Fait révélateur, sur les 64 études portant sur des pays francophones, près de la moitié ont été publiées en anglais et référencées dans des bases de données internationales. Cela illustre le dilemme permanent auquel sont confrontés de nombreux chercheurs non anglophones : publier en anglais ou périr.
Même les répertoires en libre accès, tels que le Directory of Open Access Journals (DOAJ) et African Journals Online (AJOL), mettent peu en valeur les travaux académiques issus de l’Afrique subsaharienne francophone.
En mars 2025, seuls 117 des 21 453 revues indexées dans DOAJ provenaient d’Afrique subsaharienne, ce qui représente à peine 0,5 %. Parmi celles-ci, seulement 24 étaient issues de pays francophones, dont deux dans le domaine de l’éducation et six en sciences sociales.

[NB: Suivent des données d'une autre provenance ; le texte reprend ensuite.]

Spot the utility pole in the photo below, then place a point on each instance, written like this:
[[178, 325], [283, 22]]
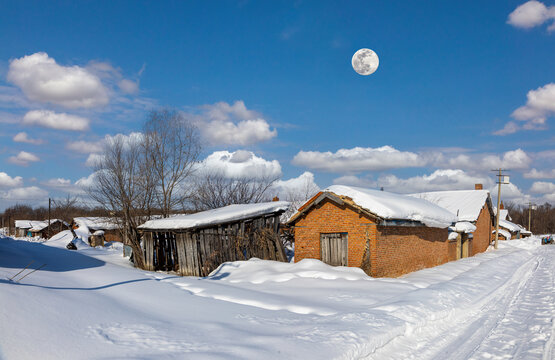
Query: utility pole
[[49, 204], [530, 208], [501, 179]]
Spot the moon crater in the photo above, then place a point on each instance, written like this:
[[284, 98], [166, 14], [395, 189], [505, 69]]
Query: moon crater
[[365, 61]]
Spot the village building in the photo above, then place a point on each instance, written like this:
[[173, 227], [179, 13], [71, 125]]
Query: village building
[[196, 244], [472, 233], [384, 234], [101, 229], [32, 228]]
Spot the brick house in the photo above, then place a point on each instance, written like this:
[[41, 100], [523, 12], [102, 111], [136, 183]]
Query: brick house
[[384, 234], [476, 218]]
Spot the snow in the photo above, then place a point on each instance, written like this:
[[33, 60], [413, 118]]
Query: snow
[[466, 204], [395, 206], [463, 227], [26, 224], [505, 233], [97, 223], [506, 224], [216, 216], [91, 303]]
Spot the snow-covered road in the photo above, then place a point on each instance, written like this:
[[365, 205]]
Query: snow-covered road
[[91, 304]]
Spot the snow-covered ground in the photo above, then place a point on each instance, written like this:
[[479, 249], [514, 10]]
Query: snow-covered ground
[[91, 303]]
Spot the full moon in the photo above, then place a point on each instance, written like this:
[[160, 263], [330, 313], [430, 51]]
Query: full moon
[[365, 61]]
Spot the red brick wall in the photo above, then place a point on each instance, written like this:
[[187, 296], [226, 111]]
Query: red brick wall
[[403, 249], [394, 250], [482, 235], [328, 217], [452, 250]]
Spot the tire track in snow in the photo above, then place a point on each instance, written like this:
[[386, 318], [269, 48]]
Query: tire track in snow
[[527, 329]]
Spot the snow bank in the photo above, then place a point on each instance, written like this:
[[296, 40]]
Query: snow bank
[[256, 271], [463, 227], [216, 216], [392, 206], [505, 233], [466, 204]]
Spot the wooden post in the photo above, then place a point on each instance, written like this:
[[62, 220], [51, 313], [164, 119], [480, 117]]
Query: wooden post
[[149, 250]]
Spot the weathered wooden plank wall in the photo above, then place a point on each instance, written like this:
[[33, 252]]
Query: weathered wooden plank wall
[[199, 251]]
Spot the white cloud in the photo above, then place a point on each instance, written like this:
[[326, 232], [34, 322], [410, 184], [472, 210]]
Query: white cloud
[[59, 121], [8, 181], [540, 174], [23, 137], [225, 124], [31, 193], [300, 188], [447, 179], [93, 160], [42, 79], [352, 180], [65, 185], [539, 106], [128, 86], [85, 147], [530, 14], [240, 164], [509, 192], [23, 158], [513, 160], [86, 182], [542, 187], [358, 159], [510, 128]]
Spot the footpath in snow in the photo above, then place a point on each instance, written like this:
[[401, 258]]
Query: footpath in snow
[[90, 304]]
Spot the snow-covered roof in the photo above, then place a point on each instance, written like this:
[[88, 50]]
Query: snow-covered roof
[[505, 233], [463, 227], [523, 230], [26, 224], [39, 225], [35, 225], [466, 204], [506, 224], [97, 223], [392, 206], [216, 216]]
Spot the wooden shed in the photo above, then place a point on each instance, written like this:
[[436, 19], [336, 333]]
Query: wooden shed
[[196, 244], [108, 226], [45, 230]]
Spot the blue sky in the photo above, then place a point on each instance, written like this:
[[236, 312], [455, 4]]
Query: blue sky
[[462, 87]]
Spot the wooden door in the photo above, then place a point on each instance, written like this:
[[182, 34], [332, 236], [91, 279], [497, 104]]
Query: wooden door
[[459, 246], [333, 249], [465, 246]]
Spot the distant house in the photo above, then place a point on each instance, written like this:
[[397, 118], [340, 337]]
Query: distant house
[[476, 217], [22, 227], [45, 230], [196, 244], [106, 229], [31, 228], [383, 233], [503, 234]]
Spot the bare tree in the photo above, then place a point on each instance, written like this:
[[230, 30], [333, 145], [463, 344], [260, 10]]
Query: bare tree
[[213, 190], [297, 196], [122, 188], [172, 146]]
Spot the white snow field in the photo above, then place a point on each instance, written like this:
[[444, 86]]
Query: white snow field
[[91, 304]]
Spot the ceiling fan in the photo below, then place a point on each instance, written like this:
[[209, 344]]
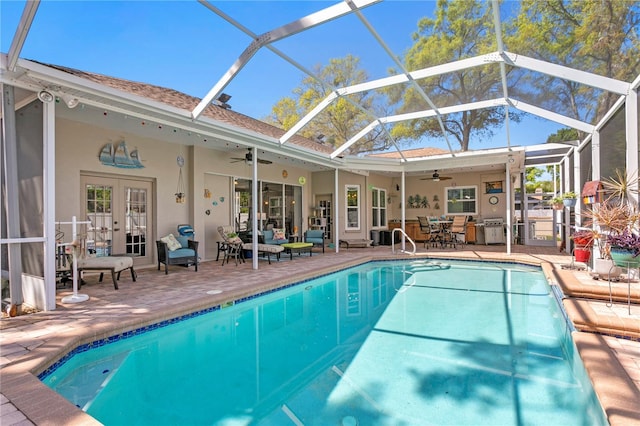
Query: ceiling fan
[[248, 157], [436, 177]]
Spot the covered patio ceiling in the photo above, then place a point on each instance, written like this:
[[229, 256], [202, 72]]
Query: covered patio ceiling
[[355, 19]]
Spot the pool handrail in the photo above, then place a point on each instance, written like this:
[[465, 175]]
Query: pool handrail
[[393, 244]]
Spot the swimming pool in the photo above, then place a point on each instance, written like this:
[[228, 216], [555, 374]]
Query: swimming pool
[[402, 342]]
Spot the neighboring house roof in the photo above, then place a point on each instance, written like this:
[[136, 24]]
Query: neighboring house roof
[[412, 153], [183, 101]]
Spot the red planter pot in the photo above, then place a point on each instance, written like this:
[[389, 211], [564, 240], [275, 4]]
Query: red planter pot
[[582, 254]]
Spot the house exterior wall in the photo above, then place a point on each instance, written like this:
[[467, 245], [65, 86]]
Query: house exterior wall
[[78, 146]]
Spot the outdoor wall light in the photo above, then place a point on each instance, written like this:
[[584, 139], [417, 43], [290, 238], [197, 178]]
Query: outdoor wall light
[[70, 101], [45, 96]]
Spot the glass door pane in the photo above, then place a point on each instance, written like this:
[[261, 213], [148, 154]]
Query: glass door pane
[[99, 212]]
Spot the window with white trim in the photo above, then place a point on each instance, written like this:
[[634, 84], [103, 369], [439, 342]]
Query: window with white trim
[[352, 203], [378, 207], [461, 200]]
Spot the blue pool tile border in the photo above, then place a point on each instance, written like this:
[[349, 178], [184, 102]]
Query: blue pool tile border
[[141, 330]]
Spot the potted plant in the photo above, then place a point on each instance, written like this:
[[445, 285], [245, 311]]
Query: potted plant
[[557, 203], [569, 198], [625, 248], [616, 217], [583, 242]]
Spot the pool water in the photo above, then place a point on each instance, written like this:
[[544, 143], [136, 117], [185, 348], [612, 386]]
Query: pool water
[[385, 343]]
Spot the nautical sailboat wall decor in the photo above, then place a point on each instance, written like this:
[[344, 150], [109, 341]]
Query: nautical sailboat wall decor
[[119, 156]]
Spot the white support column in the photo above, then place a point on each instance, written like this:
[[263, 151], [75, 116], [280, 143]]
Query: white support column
[[578, 185], [336, 209], [633, 138], [12, 193], [509, 204], [254, 206], [566, 173], [402, 209], [49, 177], [596, 172]]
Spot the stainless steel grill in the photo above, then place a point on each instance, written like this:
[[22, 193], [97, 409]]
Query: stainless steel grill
[[494, 231]]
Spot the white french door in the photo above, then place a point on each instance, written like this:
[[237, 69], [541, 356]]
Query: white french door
[[120, 214]]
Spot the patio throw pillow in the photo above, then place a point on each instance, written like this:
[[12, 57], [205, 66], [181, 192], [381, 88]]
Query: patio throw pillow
[[278, 234], [233, 238], [171, 242]]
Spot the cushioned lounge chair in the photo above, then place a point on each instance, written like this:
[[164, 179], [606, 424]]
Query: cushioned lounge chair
[[233, 246], [315, 236], [186, 254]]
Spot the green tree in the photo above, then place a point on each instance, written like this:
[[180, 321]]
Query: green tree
[[342, 119], [598, 36], [460, 30], [563, 135]]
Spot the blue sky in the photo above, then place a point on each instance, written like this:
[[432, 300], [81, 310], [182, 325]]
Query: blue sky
[[184, 46]]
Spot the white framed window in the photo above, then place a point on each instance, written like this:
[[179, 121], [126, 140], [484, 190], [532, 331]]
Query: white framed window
[[461, 200], [352, 203], [378, 207]]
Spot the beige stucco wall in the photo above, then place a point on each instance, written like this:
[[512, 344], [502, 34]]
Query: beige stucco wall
[[78, 147]]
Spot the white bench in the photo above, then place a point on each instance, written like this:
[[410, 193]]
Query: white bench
[[115, 264]]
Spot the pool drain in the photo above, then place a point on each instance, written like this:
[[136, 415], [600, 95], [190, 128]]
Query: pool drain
[[349, 421]]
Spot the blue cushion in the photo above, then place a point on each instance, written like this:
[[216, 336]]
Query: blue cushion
[[184, 241], [315, 233], [186, 230], [182, 253]]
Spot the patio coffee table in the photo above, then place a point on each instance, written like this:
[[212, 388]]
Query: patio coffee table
[[297, 248]]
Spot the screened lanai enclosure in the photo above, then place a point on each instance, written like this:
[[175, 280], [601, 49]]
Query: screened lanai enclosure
[[329, 99]]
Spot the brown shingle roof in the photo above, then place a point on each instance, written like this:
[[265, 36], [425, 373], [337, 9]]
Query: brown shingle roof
[[183, 101]]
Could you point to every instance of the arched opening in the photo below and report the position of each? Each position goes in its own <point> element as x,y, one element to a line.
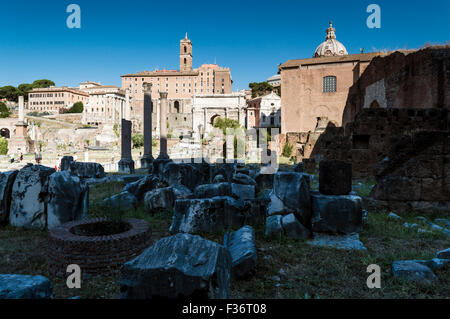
<point>176,106</point>
<point>375,105</point>
<point>4,132</point>
<point>329,84</point>
<point>214,119</point>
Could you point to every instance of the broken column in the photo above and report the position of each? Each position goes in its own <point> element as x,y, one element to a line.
<point>20,142</point>
<point>126,164</point>
<point>163,127</point>
<point>147,159</point>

De même, sur les 865 revues hébergées par AJOL, seulement 60 (7 %) provenaient de pays subsahariens francophones, et seules deux étaient consacrées à l’éducation.
Cette représentation limitée s’explique en partie par le fait que de nombreuses revues africaines ne répondent pas actuellement aux normes d’indexation internationales ou régionales.
Elle n’en contribue pas moins à maintenir la recherche francophone évaluée par les pairs dans une relative invisibilité.
Une cartographie parallèle de la recherche sur l’apprentissage fondamental au Sénégal met en évidence les difficultés d’accès et de visibilité : bien que des travaux académiques existent, les identifier s’est avéré long et laborieux.
L’étude a montré que les articles de revues représentaient 40 % des productions recensées, principalement publiés dans des revues universitaires nationales ou régionales, suivis des rapports de recherche (31 %).
Pour les localiser, Thierno Malick Diallo, chercheur au sein d’ESSA, a exploré des revues non indexées, consulté des dépôts institutionnels et mené de nombreuses recherches via Google Scholar.
Il s’est également appuyé sur les recommandations de chercheurs locaux et s’est rendu à la bibliothèque de l’Université Gaston Berger, au Sénégal, pour accéder à des travaux non disponibles en ligne.
Cet effort fait écho à une initiative récente du hub GPE KIX Afrique 21, menée en partenariat avec l’Agence Universitaire de la Francophonie (AUF), l’Organisation Internationale de la Francophonie et la CONFEMEN.